On movie screens around the world right now, people are dying dramatically. Memorable deaths. Breathy, sad, ironic deaths. Spectacularly violent, torturous deaths. We are drenched in and numbed by video game make-believe, stuntmen, prop guns and fake blood.
But in real life, people die every day, according to the newspaper. In riots and protests and freak accidents. Of old age, of starvation, of horrible diseases. In Gaza, in France, in Russia and in India. In train accidents and mine collapses and of cancer. It is horrible. We put the paper down and turn off the news.
And then it happens to you. In your family. And it's surreal. It's the mother of all record scratches. It is the mother of all unchangeable facts. It has ripples that will be felt down the years. Your birthday. His birthday. Thanksgiving and Christmas. Mother's Day. Father's Day.
Suicide is the mother of all woulda-shoulda-couldas.
I am busying myself trying to get back to normal in an attempt to blunt the excruciating pain of the loss of my brother four weeks ago. Four whole weeks. Four weeks and one day since he was on this planet. And now he is not. It's still unbelievable to me. Unthinkable. But more and more the fact that my brother is dead– such an ugly word– is becoming a fact, not a mind-bending impossibility.
Suicide is the howl that sucks out your breath and hollows out your insides in one jagged pull.
Dealing with a person in the throes of serious clinical depression is like paddling madly on the starboard side of the Titanic, trying to get that huge ship to avoid the looming iceberg. You just can't slow down that kind of momentum. Paddle ceaselessly toward the green light as you might. And with each dip of the paddle this can't happen this can't happen this happens this can't happen. And then it does. And the icy water gushes in and the ship is fatally wounded. And you watch it go down, panting and exhausted. And furious. And helpless. And guilty. I could have paddled harder.

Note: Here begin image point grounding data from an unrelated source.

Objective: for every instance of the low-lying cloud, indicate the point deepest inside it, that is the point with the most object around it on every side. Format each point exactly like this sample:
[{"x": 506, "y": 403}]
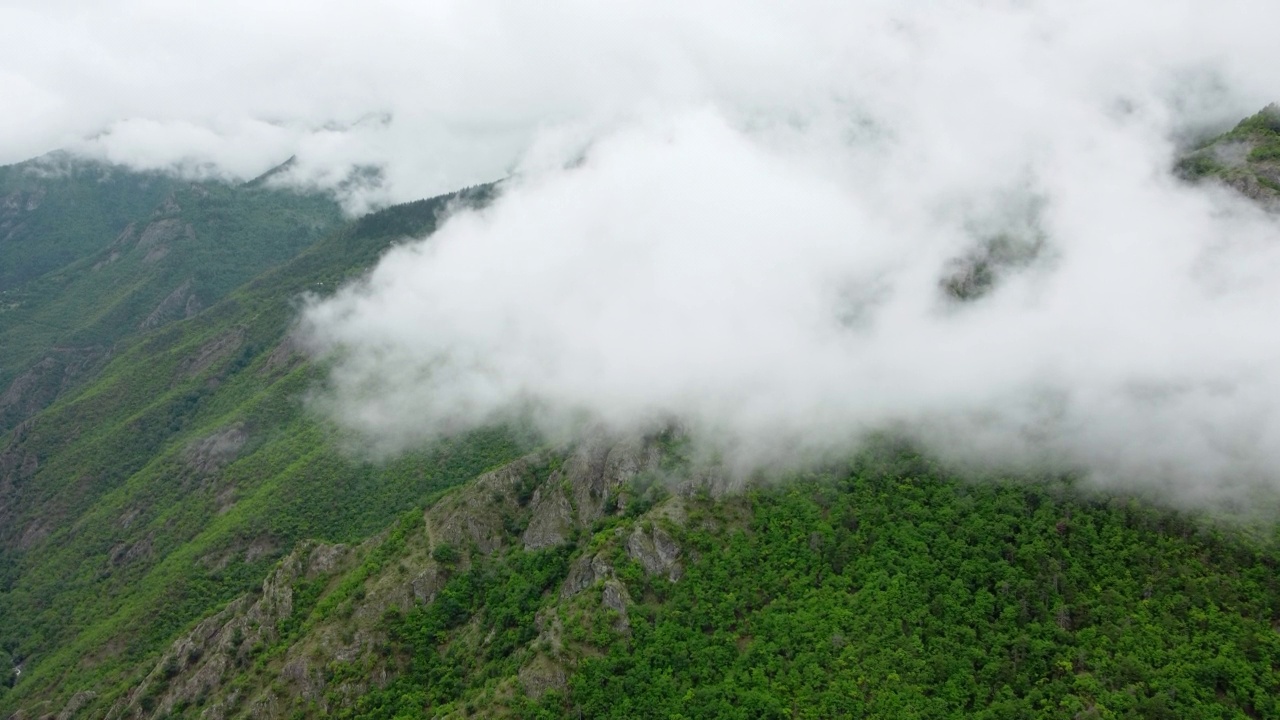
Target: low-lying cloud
[{"x": 785, "y": 226}]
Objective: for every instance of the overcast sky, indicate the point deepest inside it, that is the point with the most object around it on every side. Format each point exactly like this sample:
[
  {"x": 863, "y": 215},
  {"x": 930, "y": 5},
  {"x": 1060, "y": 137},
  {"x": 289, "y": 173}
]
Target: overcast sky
[{"x": 739, "y": 213}]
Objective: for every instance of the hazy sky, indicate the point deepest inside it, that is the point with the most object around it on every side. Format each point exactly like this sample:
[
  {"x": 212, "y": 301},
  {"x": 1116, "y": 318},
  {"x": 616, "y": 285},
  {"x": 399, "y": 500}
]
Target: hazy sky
[{"x": 739, "y": 213}]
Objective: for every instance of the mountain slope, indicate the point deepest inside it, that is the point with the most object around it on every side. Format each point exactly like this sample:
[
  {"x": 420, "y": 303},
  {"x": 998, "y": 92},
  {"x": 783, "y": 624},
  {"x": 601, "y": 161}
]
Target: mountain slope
[
  {"x": 609, "y": 580},
  {"x": 179, "y": 537},
  {"x": 95, "y": 254},
  {"x": 177, "y": 477}
]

I look at the picture on his memorial pamphlet and my heart clenches up hard. This can't happen. But it did. Gone. Dead
Grief is a strange, many-faceted thing. It creeps up on you at odd moments, on little pig feet, and takes you by surprise like an undertow. Other times, when one is, say, having a laugh, one realizes one should be grieving and not laughing and one reminds oneself of the horror at hand and simmers down guiltily.
I exclaimed at the dozens of floral arrangements that filled my home with their uniformly white, sickly sweet smell, and the cards that kept coming every day. How loved I felt! How special! Until I remembered that this is the result of the immovable fact that my brother is dead. He's dead. Gone.

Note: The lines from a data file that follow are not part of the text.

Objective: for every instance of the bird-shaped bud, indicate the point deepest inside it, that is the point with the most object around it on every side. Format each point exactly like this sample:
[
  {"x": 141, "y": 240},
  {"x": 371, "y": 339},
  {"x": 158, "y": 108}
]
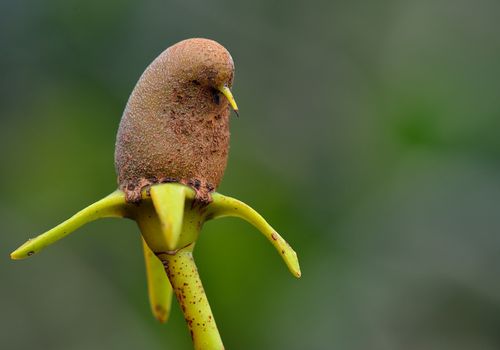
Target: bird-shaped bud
[{"x": 171, "y": 153}]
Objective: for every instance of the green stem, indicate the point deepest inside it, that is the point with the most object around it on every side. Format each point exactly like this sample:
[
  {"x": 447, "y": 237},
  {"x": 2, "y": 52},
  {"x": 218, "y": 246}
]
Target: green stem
[{"x": 183, "y": 275}]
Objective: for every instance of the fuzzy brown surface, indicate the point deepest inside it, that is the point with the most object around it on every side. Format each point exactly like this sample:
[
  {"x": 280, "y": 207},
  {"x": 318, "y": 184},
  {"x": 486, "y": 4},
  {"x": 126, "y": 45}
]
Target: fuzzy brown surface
[{"x": 175, "y": 127}]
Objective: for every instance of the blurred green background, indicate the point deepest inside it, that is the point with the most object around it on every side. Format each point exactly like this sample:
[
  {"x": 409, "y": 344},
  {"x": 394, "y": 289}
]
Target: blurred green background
[{"x": 369, "y": 137}]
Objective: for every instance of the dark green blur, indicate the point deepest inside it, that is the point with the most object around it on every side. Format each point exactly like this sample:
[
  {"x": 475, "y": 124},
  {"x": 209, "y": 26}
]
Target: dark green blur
[{"x": 368, "y": 137}]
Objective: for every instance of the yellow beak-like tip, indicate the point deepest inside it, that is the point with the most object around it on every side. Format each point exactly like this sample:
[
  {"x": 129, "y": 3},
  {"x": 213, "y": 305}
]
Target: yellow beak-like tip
[{"x": 226, "y": 92}]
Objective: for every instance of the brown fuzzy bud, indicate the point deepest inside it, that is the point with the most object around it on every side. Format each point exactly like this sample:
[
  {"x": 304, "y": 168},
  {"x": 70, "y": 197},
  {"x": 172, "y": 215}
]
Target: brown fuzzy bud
[{"x": 175, "y": 126}]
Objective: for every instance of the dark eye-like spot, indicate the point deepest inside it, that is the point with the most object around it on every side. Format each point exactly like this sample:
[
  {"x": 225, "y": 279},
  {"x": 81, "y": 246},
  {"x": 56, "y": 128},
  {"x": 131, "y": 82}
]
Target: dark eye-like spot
[{"x": 216, "y": 96}]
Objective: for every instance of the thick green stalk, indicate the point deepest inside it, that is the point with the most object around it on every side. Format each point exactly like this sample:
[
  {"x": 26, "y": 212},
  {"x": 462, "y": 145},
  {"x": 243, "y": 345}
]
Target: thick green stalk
[
  {"x": 186, "y": 283},
  {"x": 178, "y": 260},
  {"x": 170, "y": 222}
]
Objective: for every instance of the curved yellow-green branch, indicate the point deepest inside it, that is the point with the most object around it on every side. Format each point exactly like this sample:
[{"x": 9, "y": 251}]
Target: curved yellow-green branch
[{"x": 170, "y": 222}]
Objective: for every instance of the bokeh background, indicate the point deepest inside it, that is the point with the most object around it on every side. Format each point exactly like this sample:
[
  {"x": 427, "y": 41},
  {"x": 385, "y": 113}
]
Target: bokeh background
[{"x": 369, "y": 137}]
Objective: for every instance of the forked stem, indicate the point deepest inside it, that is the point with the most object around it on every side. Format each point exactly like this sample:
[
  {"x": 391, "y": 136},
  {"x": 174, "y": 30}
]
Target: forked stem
[{"x": 183, "y": 275}]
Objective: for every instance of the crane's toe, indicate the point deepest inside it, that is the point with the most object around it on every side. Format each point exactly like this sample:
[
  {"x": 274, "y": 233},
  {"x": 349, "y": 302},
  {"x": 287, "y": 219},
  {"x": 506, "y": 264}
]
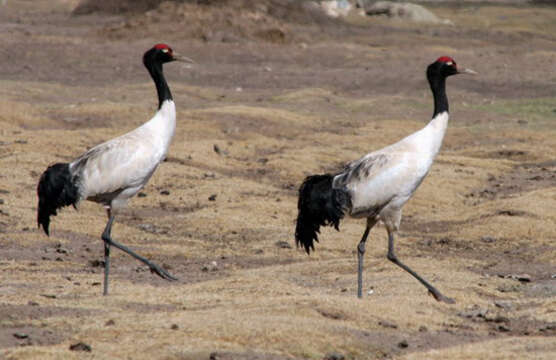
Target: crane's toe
[
  {"x": 162, "y": 273},
  {"x": 439, "y": 297}
]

I have learned that one should never shop grieving or one is liable to come home with three pounds of organic gumdrops and two bottles of Belgian beer. One should never drink Ouzo grieving, and I think that is self-evident.
One step forward, two steps back. The bizarre begins to take on a hint of normalcy. The unthinkable has come to pass. It's over, despite my constant imaginings in which I roll back the tape and try to change the ending. Paddling ceaselessly.